Summary:
Users who receive token airdrops could be subject to a hefty crypto tax
as South Korean authorities move towards achieving broader regulatory oversight after Terra’s collapse sent shockwaves through the digital asset ecosystem.Local media house Yonhap News reported on Monday that the latest tax initiative could be anywhere between 10-50%.
Such a policy would leverage existing gift tax laws established by the Ministry of Economy and Finance. In 2021, the ministry announced plans to levy taxes on gifted or inherited digital assets. Local inheritance tax policies supposedly formed the bedrock for this regulatory move.
In crypto, airdropped tokens are free coins released by a project or protocol for the benefit of users. Airdrops arguably serve as a launchpad for the protocol to garner public support and incentivize further interaction with the solution.
An example of a crypto airdrop is the Optmisim (OP) token which was launched earlier this year. Decentralized exchange Uniswap also airdropped free UNI tokens to users back in September 2020.
According to Yonhap’s report, airdrop recipients could be required to file tax returns no longer than three months after receiving their free tokens. Authorities said the crypto tax ranging between 10% and 50% would be decided on a case-by-case basis.
Notably, South Korean lawmakers disclosed plans to introduce taxes on crypto gains by 2025. The news broke shortly after LUNA, the governance of token of Terra’s ecosystem fell below pennies alongside its sister token, TerraUSD (UST).

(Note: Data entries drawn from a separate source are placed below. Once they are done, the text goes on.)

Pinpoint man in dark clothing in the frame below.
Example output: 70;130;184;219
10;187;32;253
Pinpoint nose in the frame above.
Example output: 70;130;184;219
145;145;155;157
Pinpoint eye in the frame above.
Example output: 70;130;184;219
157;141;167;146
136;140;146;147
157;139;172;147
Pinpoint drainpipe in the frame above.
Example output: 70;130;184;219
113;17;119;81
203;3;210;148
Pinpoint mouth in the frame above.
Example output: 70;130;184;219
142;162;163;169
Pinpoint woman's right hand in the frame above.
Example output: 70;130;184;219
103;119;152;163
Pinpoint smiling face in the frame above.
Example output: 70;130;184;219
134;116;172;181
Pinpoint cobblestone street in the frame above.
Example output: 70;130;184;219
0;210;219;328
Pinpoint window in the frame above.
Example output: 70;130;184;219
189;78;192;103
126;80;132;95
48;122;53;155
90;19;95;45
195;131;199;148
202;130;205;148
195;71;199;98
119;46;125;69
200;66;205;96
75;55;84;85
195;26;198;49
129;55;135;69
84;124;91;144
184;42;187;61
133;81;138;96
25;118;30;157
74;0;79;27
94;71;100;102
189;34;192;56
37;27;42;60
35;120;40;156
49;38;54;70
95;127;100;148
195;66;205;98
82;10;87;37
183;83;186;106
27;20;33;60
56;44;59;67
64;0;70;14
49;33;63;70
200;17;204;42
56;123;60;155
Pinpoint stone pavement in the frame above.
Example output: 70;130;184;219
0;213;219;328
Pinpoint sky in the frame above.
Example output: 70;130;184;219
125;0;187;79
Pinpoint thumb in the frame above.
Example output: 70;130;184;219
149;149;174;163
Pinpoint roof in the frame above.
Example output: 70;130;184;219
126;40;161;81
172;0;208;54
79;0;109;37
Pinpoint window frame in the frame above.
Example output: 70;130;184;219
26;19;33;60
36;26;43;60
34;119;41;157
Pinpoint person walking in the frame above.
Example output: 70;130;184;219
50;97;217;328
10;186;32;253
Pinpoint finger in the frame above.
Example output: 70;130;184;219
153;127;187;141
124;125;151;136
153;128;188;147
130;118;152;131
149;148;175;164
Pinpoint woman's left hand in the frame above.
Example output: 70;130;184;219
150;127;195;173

Since the standout incident cost investors some $40 billion, authorities have shown intentions to standard the country’s crypto space. EthereumWorldNews reported
that a dedicated Digital Asset Committee was commissioned to review 13 crypto bills ahead of more comprehensive regulatory infrastructure.Local authorities also flagged 16 foreign-based crypto exchanges for unregistered business operations.